Perhaps it will be clearer to understand if subpatterns are declared as individual self-describing variables and the pattern is build via interpolation. Also, to eliminate any messy $matches
array clean up, my pattern will only populate fullstring matches (no capture groups) -- this means you only need to access the first element of the matches array.
\K
means "forget the previously matched characters" in other words "restart the fullstring match from here".
\G
means "match from the start of the input string or from the point where the previous match left off".
The lookahead that follows the match of the "subject" of the sentence ensures that only a fully valid "sentence" will qualify.
Code: (Demo)
$tests = [
'package',
'accuracy-is-5',
'accuracy-is-5-or-15',
'accuracy-is-5-or-15-or-20',
'package-is-dip-8-or-dip-4-or-dip-16',
'bad-format',
'bad-format-is-',
'bad-format-is-5-or-',
];
$noun = '(?:dip-)?\d+'; // valid value subpattern
$verb = '-is-'; // literal -is- subpattern
$conjunction = '-or-'; // literal -or- subpattern
$subject = "^[a-z\d-]+"; // match leading word(s)

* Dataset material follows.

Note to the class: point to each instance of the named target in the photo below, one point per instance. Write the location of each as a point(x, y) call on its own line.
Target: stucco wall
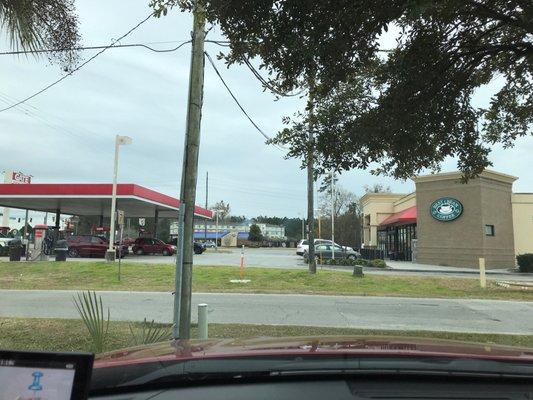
point(462, 242)
point(522, 204)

$predicate = "$verb$noun(?:$conjunction$noun)*$"; // lookahead for the valid remainder of string
$continue = '\G(?!^)'; // continue from point of last match, but not the start of the string
foreach ($tests as $test) {
if (preg_match_all("/(?:$subject(?=$predicate)|$continue(?:$verb|$conjunction)\K$noun)/", $test, $m)) {
echo json_encode($m[0]) . "\n";
}
}
Output:
["accuracy","5"]
["accuracy","5","15"]
["accuracy","5","15","20"]
["package","dip-8","dip-4","dip-16"]